Question 12 (Short Answer)

Explain why Polars is often faster than Dask for single-machine operations, even though both support lazy evaluation and parallelism.

Answer: Polars executes all computation in compiled Rust code with no Python interpreter overhead, while Dask dispatches work to pandas, which ultimately runs through Python and NumPy's C extensions but still incurs Python object overhead, GIL contention, and serialization costs between partitions. Polars' query optimizer also performs semantic optimizations (predicate pushdown, projection pushdown, common subexpression elimination) that Dask's task graph scheduler does not. Additionally, Polars uses Apache Arrow as its native memory format, avoiding the memory inefficiency of pandas' object dtype for strings. Dask's strength is distributed computation across multiple machines, which Polars does not support.

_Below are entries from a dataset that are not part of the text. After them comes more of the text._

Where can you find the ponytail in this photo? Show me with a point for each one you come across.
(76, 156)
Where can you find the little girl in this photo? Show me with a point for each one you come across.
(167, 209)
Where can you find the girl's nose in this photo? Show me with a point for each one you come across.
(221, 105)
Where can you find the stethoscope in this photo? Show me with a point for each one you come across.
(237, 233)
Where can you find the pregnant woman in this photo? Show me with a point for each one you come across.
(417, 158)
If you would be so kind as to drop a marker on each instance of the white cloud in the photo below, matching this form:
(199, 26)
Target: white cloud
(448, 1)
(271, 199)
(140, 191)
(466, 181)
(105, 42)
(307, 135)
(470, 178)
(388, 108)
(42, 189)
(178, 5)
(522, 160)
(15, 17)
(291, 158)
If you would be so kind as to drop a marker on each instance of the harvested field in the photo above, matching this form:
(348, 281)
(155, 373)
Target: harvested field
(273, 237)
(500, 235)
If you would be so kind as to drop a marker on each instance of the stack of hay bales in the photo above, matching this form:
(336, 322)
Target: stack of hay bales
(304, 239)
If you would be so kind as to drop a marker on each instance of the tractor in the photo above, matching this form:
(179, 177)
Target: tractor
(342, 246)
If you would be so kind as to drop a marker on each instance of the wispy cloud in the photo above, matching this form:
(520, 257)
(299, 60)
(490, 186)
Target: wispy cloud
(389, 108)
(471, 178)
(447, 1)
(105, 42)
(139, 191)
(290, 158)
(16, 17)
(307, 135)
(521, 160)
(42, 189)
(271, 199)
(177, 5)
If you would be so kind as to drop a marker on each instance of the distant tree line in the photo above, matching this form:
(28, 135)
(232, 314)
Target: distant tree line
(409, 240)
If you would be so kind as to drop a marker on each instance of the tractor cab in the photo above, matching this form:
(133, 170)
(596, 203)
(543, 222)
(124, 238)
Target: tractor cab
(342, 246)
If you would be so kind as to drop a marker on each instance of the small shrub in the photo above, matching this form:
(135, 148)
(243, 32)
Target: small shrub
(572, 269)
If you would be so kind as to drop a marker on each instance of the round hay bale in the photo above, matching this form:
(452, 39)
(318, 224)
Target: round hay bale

Question 13 (Multiple Choice)

A Dask pipeline processes 50 GB of data across 100 partitions. At one point, it calls .repartition(npartitions=10). This operation:

  • A) Is free because Dask is lazy
  • B) Is cheap because it only changes metadata
  • C) Is expensive because it triggers a data shuffle, moving data between partitions
  • D) Fails because you cannot reduce the number of partitions

Answer: C) Is expensive because it triggers a data shuffle, moving data between partitions. Repartitioning requires redistributing data across the new partition boundaries. If the number of partitions decreases (100 to 10), data from approximately 10 original partitions must be combined into each new partition. This involves reading, serializing, transferring, and deserializing data. While the repartition itself is lazy (it will not execute until .compute()), when it does execute, it is one of the most expensive operations in a Dask pipeline. Use repartition sparingly and only when the partition count is clearly wrong for your workload.


Question 14 (Short Answer)

You are building a dashboard that refreshes every 5 minutes, querying a PostgreSQL table with 500 million rows. The query computes daily revenue by product category for the last 90 days. Describe two database-side optimizations (not Python-side) that would make this dashboard responsive.

Answer: First, create a materialized view that pre-computes the daily revenue aggregation. Refresh the materialized view on a schedule (e.g., every 5 minutes), and have the dashboard query the materialized view instead of the raw table --- the view has ~270 rows (90 days times 3 categories) instead of 500 million. Second, partition the underlying table by date (e.g., monthly range partitions) and create a composite index on (created_at, product_category). The partition pruning ensures that the 90-day query only scans 3-4 monthly partitions rather than the full table, and the composite index enables an index-only scan within each partition.


Question 15 (Multiple Choice)

You convert a pandas DataFrame from object (string) dtype to Arrow-backed string dtype using pd.ArrowDtype(pa.string()). The primary benefit is:

  • A) Strings are stored in a compact binary format rather than as individual Python objects
  • B) String operations become case-insensitive
  • C) The DataFrame becomes immutable
  • D) The DataFrame can now be used with Polars without conversion

Answer: A) Strings are stored in a compact binary format rather than as individual Python objects. pandas' object dtype stores each string as a separate Python object on the heap, with 50+ bytes of overhead per object (reference count, type pointer, length, hash, plus the string data). Arrow-backed strings store all string data in a contiguous binary buffer with an offset array, eliminating per-object overhead. For a column with 10 million short strings, this can reduce memory from hundreds of MB to tens of MB.


This quiz covers the major concepts from Chapter 28. Review any questions you found difficult by returning to the relevant section of the chapter.